Most people with either Dupuytren’s or Ledderhose disease find that it never progresses to the point that it significantly reduces the quality of their life. Thus, they never need any treatment.
This is the one thing that makes the decision most difficult: do I bet that in my case the disease will not progress, or do I decide to take action and get radiotherapy that I might well not have needed? Because if I’m going to take action it might be best to move quickly…
The probability of a good outcome is increased if the disease is in its early stages – it’s statistically most effective when the irradiated hand has only tiny nodules or shows nodules and no cords, or cords that are only starting to appear.

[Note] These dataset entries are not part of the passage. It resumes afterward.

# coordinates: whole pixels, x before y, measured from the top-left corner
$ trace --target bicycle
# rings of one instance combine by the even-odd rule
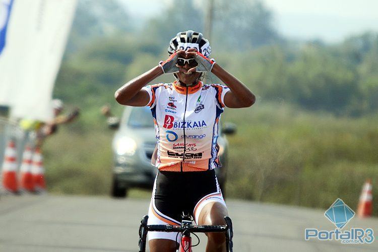
[[[177,232],[181,233],[181,242],[176,248],[179,252],[192,252],[192,248],[200,244],[200,238],[195,233],[207,233],[210,232],[222,232],[224,233],[226,236],[226,251],[232,252],[232,223],[230,217],[224,217],[226,221],[225,225],[193,225],[193,220],[189,214],[185,214],[183,212],[182,215],[182,221],[181,225],[147,225],[148,215],[145,215],[141,221],[139,227],[139,252],[146,251],[146,242],[147,233],[149,231],[159,232]],[[198,243],[196,245],[192,244],[192,237],[191,233],[193,233],[198,239]],[[176,239],[177,240],[177,238]]]

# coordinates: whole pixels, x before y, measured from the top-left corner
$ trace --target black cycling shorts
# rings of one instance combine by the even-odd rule
[[[184,172],[159,171],[152,192],[148,225],[180,225],[183,211],[192,215],[198,223],[201,211],[212,202],[226,206],[214,169]],[[176,234],[150,232],[149,239],[174,240]]]

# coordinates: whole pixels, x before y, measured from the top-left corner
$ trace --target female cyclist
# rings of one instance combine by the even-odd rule
[[[180,225],[183,211],[198,225],[225,225],[226,204],[214,168],[220,167],[217,144],[225,107],[251,106],[255,96],[240,81],[209,59],[211,48],[201,33],[179,32],[169,43],[169,57],[129,81],[115,94],[121,104],[149,106],[157,140],[159,169],[149,210],[148,225]],[[226,85],[205,84],[211,72]],[[163,74],[176,81],[145,87]],[[175,251],[176,233],[151,232],[151,251]],[[222,233],[209,233],[207,251],[225,251]]]

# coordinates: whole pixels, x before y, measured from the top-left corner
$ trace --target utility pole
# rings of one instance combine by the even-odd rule
[[[205,36],[210,41],[213,26],[213,15],[214,14],[214,0],[208,0],[208,9],[205,24]]]

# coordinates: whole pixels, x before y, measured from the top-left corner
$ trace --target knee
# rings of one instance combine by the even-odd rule
[[[222,245],[226,242],[226,236],[224,233],[220,232],[206,233],[208,239],[212,243]]]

A similar remark holds for Ledderhose disease although some anecdotal evidence suggests that the radiation may be more effective later into the disease than with Dupuytren's disease.

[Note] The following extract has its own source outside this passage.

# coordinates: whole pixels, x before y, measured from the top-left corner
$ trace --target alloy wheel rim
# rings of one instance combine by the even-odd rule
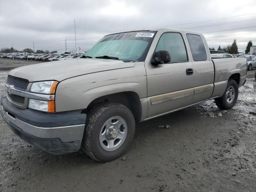
[[[235,98],[236,92],[235,88],[233,86],[230,86],[226,92],[226,100],[228,103],[230,104],[232,103]]]
[[[106,151],[116,150],[123,144],[127,135],[127,124],[122,117],[110,118],[103,124],[99,134],[100,144]]]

With Dupuytren's disease, once contracture sets in, the efficacy of radiation drops. Many radiation oncologists who treat Dupuytren's disease are reluctant to irradiate hands in which the finger is curled in towards the palm by more than about 10° because they know it won’t do much good.
Other considerations include your health history – have you been treated for something else using radiation, have you got other morbidities in the hand or foot that you are thinking of treating, do you happen to be more or less sensitive to radiation than most, and so on.
A FAQ can’t answer most of these questions – you’d need to talk to a doctor or a radiation oncologist about your case.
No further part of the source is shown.